残業代請求に関する解決事例 10
残業代請求に関する解決事例 10
解決事例10
担当弁護士
谷 靖介
ご依頼者 S.Tさん
ご依頼者のS.Tさんは、あるグループのホテルでフロント職として働いていました。交替制のシフトにより勤務時間が固定されていましたが、シフトの人手不足や早出・残業に従事していました。ただ、本社からは各ホテルの管理者に対し、現場の社員が長時間労働にならないよう留意する旨の指示も出されていました。
ご依頼者の上司であるマネージャーは、本社に長時間労働の指摘を受けることをさけるため、S.Tさんの労働時間を勝手にカットしてしまい、実際の労働時間とは異なる勤務時間に時刻を修正していました。
上司であるマネージャーがご依頼者の労働時間を勝手に変更しており、その期間は約8か月でした。当職が会社に対して労務管理体制に問題があったこと、元社員が問題であると考えていることを、ご依頼者に代わって本社担当者にしっかりと伝え、未払い残業代の適正な支払いを求めました。
会社側は現場管理者の不手際を認め、未払い分を支払う義務があることを認めました。その結果、交渉によって約40万円の支払いを受けました。
退職後、勤務時の管理者のタイムカード処理に納得ができず、本来会社が支払う未払い賃金の請求をしたいとの思いがきっかけで、ご依頼となりました。
ご依頼後、弁護士から会社の本部に対し、S.Tさんが勤務していた当時の出勤簿、勤怠データ、シフト表、給与規定等の資料の開示を求めたところ、会社側は自主的に資料を提出しました。出勤状況や労働時間の修正状況について、S.Tさんにて確認をし、未払い残業代の計算を進めました。
変形労働時間制、みなし時間外手当制が採用されていたため、S.Tさんの実際の未払い残業代を計算したところ、約40万円でした。

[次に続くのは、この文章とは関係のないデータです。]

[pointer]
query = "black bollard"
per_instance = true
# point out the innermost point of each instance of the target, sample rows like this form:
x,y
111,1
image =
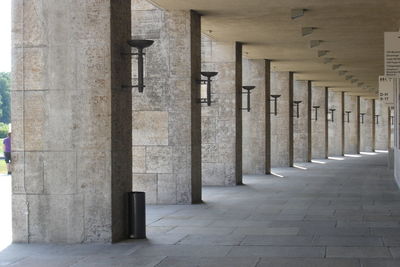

会社労務担当者と約1か月の交渉を経て、ご依頼から約4か月で和解がまとまりました。
相手の会社は、従業員の数もかなり多く、また、労務管理体制はコンプライアンスに配慮をする体制を構築していました。そのため、会社の労務部署としては、ご依頼者の請求が訴訟になってしまう事態を避けたい様子が強く、交渉はかなりスムーズに進みました。
本社から長時間労働を減らすように指示を受けた現場の管理職が、部下の早出時間や残業時間を無断でカットするような事態は、他の事案でも時折見受けられます。
弁護士が介入することで、こうした違法な労務管理の実態を明らかにし、本来支払われるべきであった残業代がスムーズに支払われることとなりました。